When our wives get us angry, our knee jerk reactions are almost always wrong. We tend to respond defensively and emotionally. But it’s critical that we learn not to react immediately. The best response when your wife gets you angry is to pause.

When you pause, it gives you chance to be nonreactive. Pausing is a way to maintain control, not of the situation but of your emotions. Sometimes you need to let that initial wave of emotion flow past you so you can collect yourself and engage calmly.

2. Talk to yourself.

While you’re pausing, it might be useful to talk to yourself. This might sound silly, but sometimes our emotions and our brain aren’t on the same page. Talking to yourself is a way to stay integrated.

You might be surprised how helpful it is in the moment to tell yourself that “you might be misunderstanding her” or to remind yourself not to get defensive. Oftentimes, the problem isn’t that we don’t know how to respond better but that we don’t pause to talk to ourselves about it, so our emotions get the better of us.

3. Interpret charitably.

Don’t you hope people assume the best of you? And you especially hope the people closest to you assume the best, right? Well then why is it OK to assume the worst of your wife? After all, you have no idea what she’s actually thinking.

What if you committed to assuming the best about your wife in every interaction? What if you interpreted her actions charitably, imagining the most gracious and positive possible scenario? Would you always be right? Of course not. But sometimes you would. And just the act of choosing to assume you’re on the same team massively changes your posture entering into a disagreement.

4. Clarify.

Of course, even when you assume the best, you need to find out for sure. Learn to ask clarifying questions. Why did she do what she did or say what she said? Do you really understand what’s happening? Did she know what you were hoping would happen?

So often, my wife makes me angry because I have unspoken expectations that were never clear to her or because why she did what she did wasn’t clear to me. Seek first to understand.

Forgiveness empowers you to name what is true but not to stay stuck in it.

5. Be honest.

In all of this, it’s still important to be honest. When your wife does something that makes you angry, while you need to work through the emotions of it, you don’t need to stuff it down.

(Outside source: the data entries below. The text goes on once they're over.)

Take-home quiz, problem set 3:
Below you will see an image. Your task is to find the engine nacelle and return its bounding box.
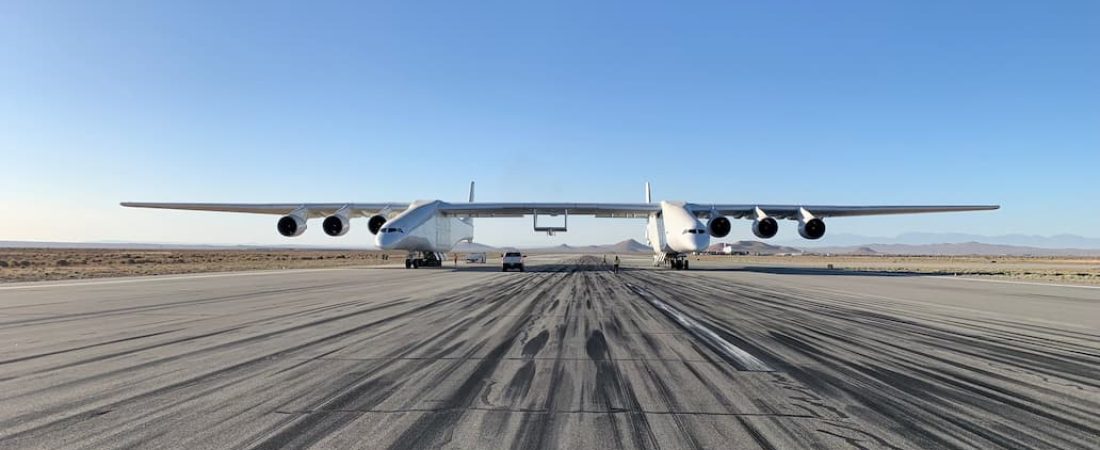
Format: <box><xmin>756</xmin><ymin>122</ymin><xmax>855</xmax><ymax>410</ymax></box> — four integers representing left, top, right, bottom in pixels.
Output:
<box><xmin>752</xmin><ymin>217</ymin><xmax>779</xmax><ymax>239</ymax></box>
<box><xmin>799</xmin><ymin>218</ymin><xmax>825</xmax><ymax>240</ymax></box>
<box><xmin>275</xmin><ymin>215</ymin><xmax>306</xmax><ymax>238</ymax></box>
<box><xmin>366</xmin><ymin>215</ymin><xmax>386</xmax><ymax>234</ymax></box>
<box><xmin>321</xmin><ymin>215</ymin><xmax>351</xmax><ymax>238</ymax></box>
<box><xmin>706</xmin><ymin>216</ymin><xmax>733</xmax><ymax>238</ymax></box>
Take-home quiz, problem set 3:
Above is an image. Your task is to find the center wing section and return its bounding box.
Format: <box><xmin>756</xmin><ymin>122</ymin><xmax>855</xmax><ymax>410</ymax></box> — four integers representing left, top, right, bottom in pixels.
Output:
<box><xmin>439</xmin><ymin>202</ymin><xmax>661</xmax><ymax>218</ymax></box>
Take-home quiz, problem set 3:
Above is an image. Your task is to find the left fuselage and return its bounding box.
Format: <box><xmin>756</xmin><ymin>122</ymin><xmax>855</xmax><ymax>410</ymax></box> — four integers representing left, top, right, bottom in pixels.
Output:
<box><xmin>374</xmin><ymin>200</ymin><xmax>474</xmax><ymax>252</ymax></box>
<box><xmin>646</xmin><ymin>201</ymin><xmax>711</xmax><ymax>254</ymax></box>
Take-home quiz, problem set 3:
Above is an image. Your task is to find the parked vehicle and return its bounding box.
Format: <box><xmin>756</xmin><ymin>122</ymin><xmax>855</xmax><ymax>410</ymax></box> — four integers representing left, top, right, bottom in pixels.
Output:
<box><xmin>501</xmin><ymin>248</ymin><xmax>526</xmax><ymax>272</ymax></box>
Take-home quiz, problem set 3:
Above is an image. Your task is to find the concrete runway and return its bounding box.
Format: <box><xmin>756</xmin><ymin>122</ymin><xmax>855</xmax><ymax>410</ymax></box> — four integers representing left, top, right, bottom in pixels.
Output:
<box><xmin>0</xmin><ymin>254</ymin><xmax>1100</xmax><ymax>449</ymax></box>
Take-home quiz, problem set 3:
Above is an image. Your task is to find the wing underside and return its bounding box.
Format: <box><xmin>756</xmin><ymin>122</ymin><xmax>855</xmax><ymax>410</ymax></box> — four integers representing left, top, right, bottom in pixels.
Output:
<box><xmin>122</xmin><ymin>201</ymin><xmax>409</xmax><ymax>218</ymax></box>
<box><xmin>122</xmin><ymin>202</ymin><xmax>999</xmax><ymax>220</ymax></box>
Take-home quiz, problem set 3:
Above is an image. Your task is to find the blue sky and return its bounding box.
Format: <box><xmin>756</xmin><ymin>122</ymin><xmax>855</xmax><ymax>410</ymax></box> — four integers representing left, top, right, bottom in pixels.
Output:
<box><xmin>0</xmin><ymin>1</ymin><xmax>1100</xmax><ymax>244</ymax></box>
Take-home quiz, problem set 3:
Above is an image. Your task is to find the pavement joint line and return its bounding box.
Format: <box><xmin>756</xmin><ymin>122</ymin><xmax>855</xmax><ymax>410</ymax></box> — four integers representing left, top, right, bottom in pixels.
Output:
<box><xmin>272</xmin><ymin>407</ymin><xmax>827</xmax><ymax>421</ymax></box>
<box><xmin>281</xmin><ymin>356</ymin><xmax>711</xmax><ymax>362</ymax></box>
<box><xmin>0</xmin><ymin>267</ymin><xmax>365</xmax><ymax>290</ymax></box>
<box><xmin>928</xmin><ymin>275</ymin><xmax>1100</xmax><ymax>289</ymax></box>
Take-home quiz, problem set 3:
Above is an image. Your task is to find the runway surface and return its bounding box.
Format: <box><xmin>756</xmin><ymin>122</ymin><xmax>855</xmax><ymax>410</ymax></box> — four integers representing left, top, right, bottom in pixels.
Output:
<box><xmin>0</xmin><ymin>257</ymin><xmax>1100</xmax><ymax>449</ymax></box>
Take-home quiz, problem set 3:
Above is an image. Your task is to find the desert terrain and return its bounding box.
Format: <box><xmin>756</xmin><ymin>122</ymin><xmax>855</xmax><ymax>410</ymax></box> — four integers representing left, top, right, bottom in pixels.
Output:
<box><xmin>0</xmin><ymin>249</ymin><xmax>404</xmax><ymax>283</ymax></box>
<box><xmin>693</xmin><ymin>255</ymin><xmax>1100</xmax><ymax>284</ymax></box>
<box><xmin>0</xmin><ymin>249</ymin><xmax>1100</xmax><ymax>284</ymax></box>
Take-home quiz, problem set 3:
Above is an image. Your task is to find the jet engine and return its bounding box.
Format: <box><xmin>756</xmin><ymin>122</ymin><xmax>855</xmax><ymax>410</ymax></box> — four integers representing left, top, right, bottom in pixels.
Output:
<box><xmin>799</xmin><ymin>218</ymin><xmax>825</xmax><ymax>239</ymax></box>
<box><xmin>706</xmin><ymin>216</ymin><xmax>733</xmax><ymax>238</ymax></box>
<box><xmin>366</xmin><ymin>215</ymin><xmax>386</xmax><ymax>234</ymax></box>
<box><xmin>321</xmin><ymin>215</ymin><xmax>351</xmax><ymax>238</ymax></box>
<box><xmin>275</xmin><ymin>215</ymin><xmax>306</xmax><ymax>238</ymax></box>
<box><xmin>752</xmin><ymin>217</ymin><xmax>779</xmax><ymax>239</ymax></box>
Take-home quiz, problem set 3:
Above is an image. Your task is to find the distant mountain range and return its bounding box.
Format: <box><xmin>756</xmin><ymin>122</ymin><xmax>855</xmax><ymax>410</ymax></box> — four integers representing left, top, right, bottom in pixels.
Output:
<box><xmin>706</xmin><ymin>241</ymin><xmax>802</xmax><ymax>255</ymax></box>
<box><xmin>0</xmin><ymin>241</ymin><xmax>376</xmax><ymax>251</ymax></box>
<box><xmin>787</xmin><ymin>232</ymin><xmax>1100</xmax><ymax>250</ymax></box>
<box><xmin>804</xmin><ymin>242</ymin><xmax>1100</xmax><ymax>256</ymax></box>
<box><xmin>0</xmin><ymin>233</ymin><xmax>1100</xmax><ymax>256</ymax></box>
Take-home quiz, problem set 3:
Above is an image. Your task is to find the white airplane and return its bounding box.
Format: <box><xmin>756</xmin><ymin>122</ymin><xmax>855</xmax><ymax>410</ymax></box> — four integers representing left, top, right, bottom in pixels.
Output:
<box><xmin>122</xmin><ymin>183</ymin><xmax>1000</xmax><ymax>270</ymax></box>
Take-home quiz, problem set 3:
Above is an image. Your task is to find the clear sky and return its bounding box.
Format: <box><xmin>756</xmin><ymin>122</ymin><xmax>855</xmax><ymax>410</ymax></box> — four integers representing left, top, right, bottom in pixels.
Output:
<box><xmin>0</xmin><ymin>0</ymin><xmax>1100</xmax><ymax>244</ymax></box>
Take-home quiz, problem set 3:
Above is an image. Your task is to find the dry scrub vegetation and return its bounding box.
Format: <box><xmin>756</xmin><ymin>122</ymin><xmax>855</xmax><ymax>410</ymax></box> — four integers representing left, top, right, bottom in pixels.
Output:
<box><xmin>702</xmin><ymin>255</ymin><xmax>1100</xmax><ymax>284</ymax></box>
<box><xmin>0</xmin><ymin>249</ymin><xmax>404</xmax><ymax>282</ymax></box>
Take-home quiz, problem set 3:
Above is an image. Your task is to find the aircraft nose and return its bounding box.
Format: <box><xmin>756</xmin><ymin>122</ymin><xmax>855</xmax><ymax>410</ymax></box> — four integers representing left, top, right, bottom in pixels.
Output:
<box><xmin>693</xmin><ymin>233</ymin><xmax>711</xmax><ymax>252</ymax></box>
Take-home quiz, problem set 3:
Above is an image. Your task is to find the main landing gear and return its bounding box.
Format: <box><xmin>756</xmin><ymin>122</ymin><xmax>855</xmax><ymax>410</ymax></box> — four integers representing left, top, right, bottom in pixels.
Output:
<box><xmin>664</xmin><ymin>254</ymin><xmax>691</xmax><ymax>271</ymax></box>
<box><xmin>405</xmin><ymin>252</ymin><xmax>443</xmax><ymax>268</ymax></box>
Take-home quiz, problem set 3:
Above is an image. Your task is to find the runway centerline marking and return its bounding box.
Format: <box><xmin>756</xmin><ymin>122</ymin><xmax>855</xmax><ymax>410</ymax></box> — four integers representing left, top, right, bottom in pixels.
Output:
<box><xmin>627</xmin><ymin>283</ymin><xmax>774</xmax><ymax>372</ymax></box>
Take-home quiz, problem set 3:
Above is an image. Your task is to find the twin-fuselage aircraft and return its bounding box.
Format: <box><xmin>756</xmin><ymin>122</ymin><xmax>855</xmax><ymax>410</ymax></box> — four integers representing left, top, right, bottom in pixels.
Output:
<box><xmin>122</xmin><ymin>183</ymin><xmax>999</xmax><ymax>270</ymax></box>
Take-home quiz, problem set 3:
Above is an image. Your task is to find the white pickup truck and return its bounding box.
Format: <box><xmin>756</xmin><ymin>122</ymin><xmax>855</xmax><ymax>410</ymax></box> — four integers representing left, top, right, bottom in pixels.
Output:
<box><xmin>501</xmin><ymin>252</ymin><xmax>525</xmax><ymax>272</ymax></box>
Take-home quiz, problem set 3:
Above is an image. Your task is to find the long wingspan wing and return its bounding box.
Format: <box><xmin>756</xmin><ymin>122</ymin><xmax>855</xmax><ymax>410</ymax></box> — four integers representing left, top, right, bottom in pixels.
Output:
<box><xmin>122</xmin><ymin>201</ymin><xmax>409</xmax><ymax>218</ymax></box>
<box><xmin>688</xmin><ymin>204</ymin><xmax>1000</xmax><ymax>219</ymax></box>
<box><xmin>439</xmin><ymin>204</ymin><xmax>661</xmax><ymax>218</ymax></box>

Sure there are times you are angry over something petty and you need to just get over it, but often the issue is actually an important one. So even as you take steps to understand your wife and work through your emotions, it’s important to share honestly how her action or her words made you feel. After all, it’s very unlikely she wants to keep making you angry.

6. Forgive.

Forgiveness is terribly misunderstood. Forgiveness is not simply brushing something under the rug or just moving on from a topic. Rather, forgiveness is the act of acknowledging that something wrong was done, but choosing to release the offender—to refuse to hold a grudge against her.

Choosing to forgive your wife isn’t pretending she didn’t do something wrong. It’s acknowledging that she actually did harm you but that you are choosing not to hold it against her but instead to work toward reconciliation. In this way, forgiveness empowers you to name what is true but not to stay stuck in it.

7. Move along.

Finally, when all is said and done, move on. By this I mean keep short accounts. Don’t bring it up again. I’ve never ever had a fight improve when I brought up something my wife did in the past. I’m guessing you could say the same.

Sound off: What other choices can you make when your wife makes you angry?

Huddle up with your wife and ask, “Are there unhelpful ways I respond when I’m angry with you?”